Il s’agit de la liste des médicaments couverts par l’assurance. Elle influence à la fois les coûts ET les soins reçus. Il est donc essentiel de veiller à ce que les listes soient conçues de manière à préserver l’accès aux médicaments dont les membres ont besoin. 

  • Normalement, les listes sont élaborées par un groupe indépendant de professionnel(le)s de la santé hautement qualifié(e)s. Nous sommes d’avis que les listes doivent être établies en fonction de la sûreté des médicaments, de l’efficacité clinique et du rapport coût-efficacité, sans aucune influence de la part des fabricants. 
  • Il est préférable de laisser aux professionnel(le)s de la santé le soin de négocier ce qui doit être inclus sur la liste. Toutefois, les sections locales peuvent négocier certains critères pour s’assurer que la liste répond aux besoins des membres. Par exemple, demander que la liste soit aussi étendue que possible, permettre la substitution par des génériques et limiter le plus possible (voire éliminer) les paliers, les montants de coassurance et les médicaments d’imitation. 

Recours aux médicaments génériques 

Les médicaments génériques ont avantage à être substitués aux médicaments brevetés (dont le prix est plus élevé) chaque fois que c’est possible; il s’agit d’un moyen très efficace de réaliser des économies. Il faut toutefois se rappeler que la substitution n’est pas possible dans tous les cas et que les médecins insisteront parfois pour prescrire le médicament breveté. 

Réseaux de fournisseurs privilégiés 

Lorsqu’il y a un réseau de fournisseurs privilégiés, la pharmacie ou le groupe de pharmacies partenaires doit fournir un service à un prix inférieur et fixe tant pour la préparation des ingrédients qu’en ce qui concerne les frais d’exécution d’ordonnance. Les pharmacies doivent aussi servir une quantité de médicaments suffisante pour 90 jours sans facturer de frais d’exécution d’ordonnance supplémentaires. L’entente avec les membres du réseau est négociée entre l’assureur et la ou les pharmacies.
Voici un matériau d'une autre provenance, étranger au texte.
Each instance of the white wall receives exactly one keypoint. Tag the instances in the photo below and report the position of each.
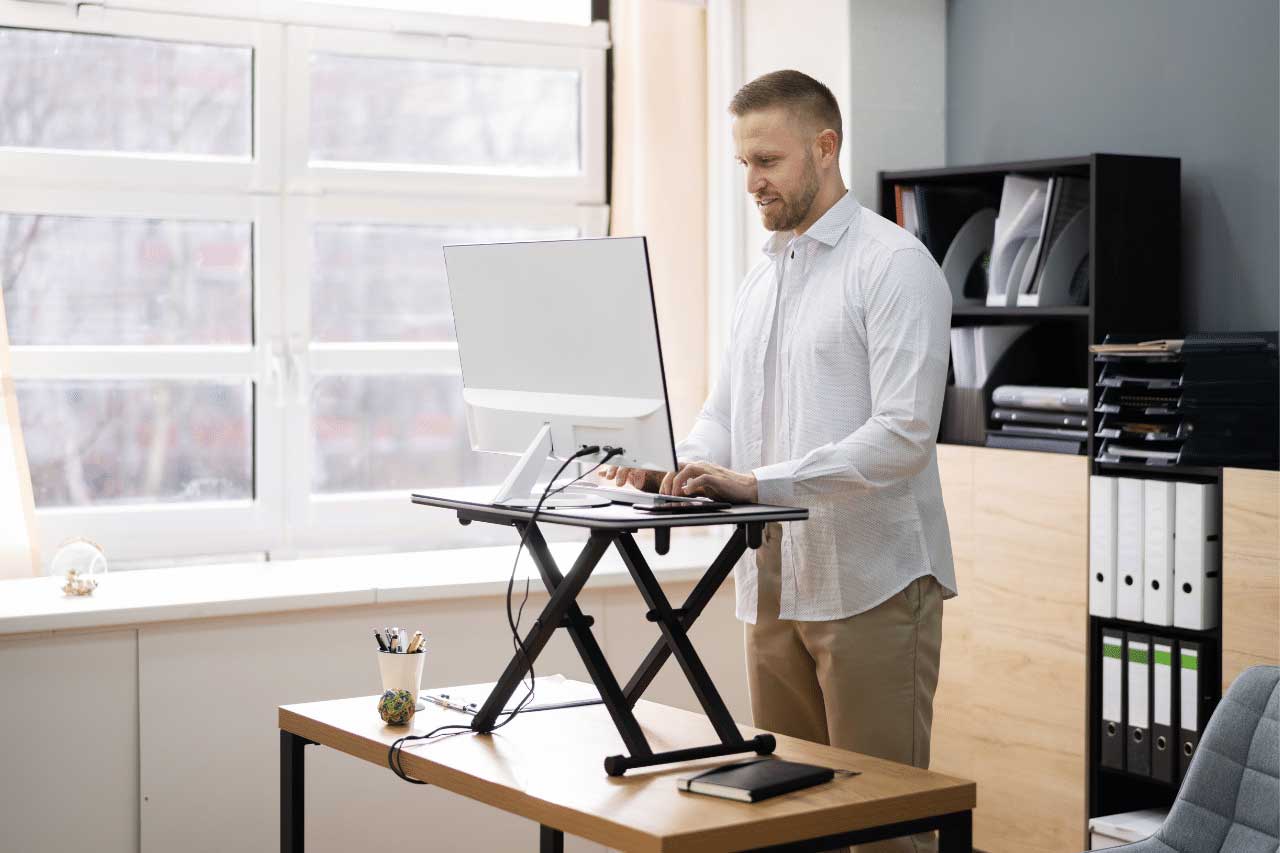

Ces dernières doivent être facilement accessibles aux employé(e)s en termes de proximité et d’horaire. 

Cette approche peut générer des économies, mais elle peut devenir problématique si le régime en fait une obligation. 

* Remarque : Les réseaux de fournisseurs privilégiés ne sont pas autorisés au Québec. 

Pharmacies postales  

Pour les médicaments qui doivent être pris à long terme, les pharmacies postales sont avantageuses parce que leurs frais d’exécution d’ordonnance sont bas et que la marge sur le coût des médicaments est contrôlée. Ils coûtent moins cher parce que ce sont des entrepôts qui vendent de plus grandes quantités de produits que les points de vente au détail. 

Il est important que le contrat d’assurance encadre dans des mots clairs le recours aux pharmacies postales. Par exemple, en cas de retard dans la réception des médicaments, les employé(e)s doivent avoir l’autorisation de se procurer leurs médicaments dans une pharmacie locale sans frais supplémentaires. 

Mise en commun des risques 

Dans la mesure du possible, les sections locales devraient chercher des occasions de s’associer à d’autres sections locales du SCFP et à d’autres syndicats pour négocier les contrats d’assurance collective. 

Les régimes de plus grande taille réduisent les coûts grâce au volume de membres et à une réduction des frais administratifs. 

Médecine douce 

Dans certains cas, l’accès aux thérapies non conventionnelles, notamment la massothérapie, l’acupuncture, l’homéopathie ou la naturopathie, peut réduire le recours aux médicaments sur ordonnance. Bien que les médecins et la population en général acceptent de plus en plus les formes de médecine douce, ces dernières ne sont pas toujours couvertes par les régimes d’assurance collective. Par exemple, les services de massothérapie et de chiropratique peuvent remplacer les analgésiques pour les maux de dos et permettre des économies considérables pour le régime d’assurance médicaments.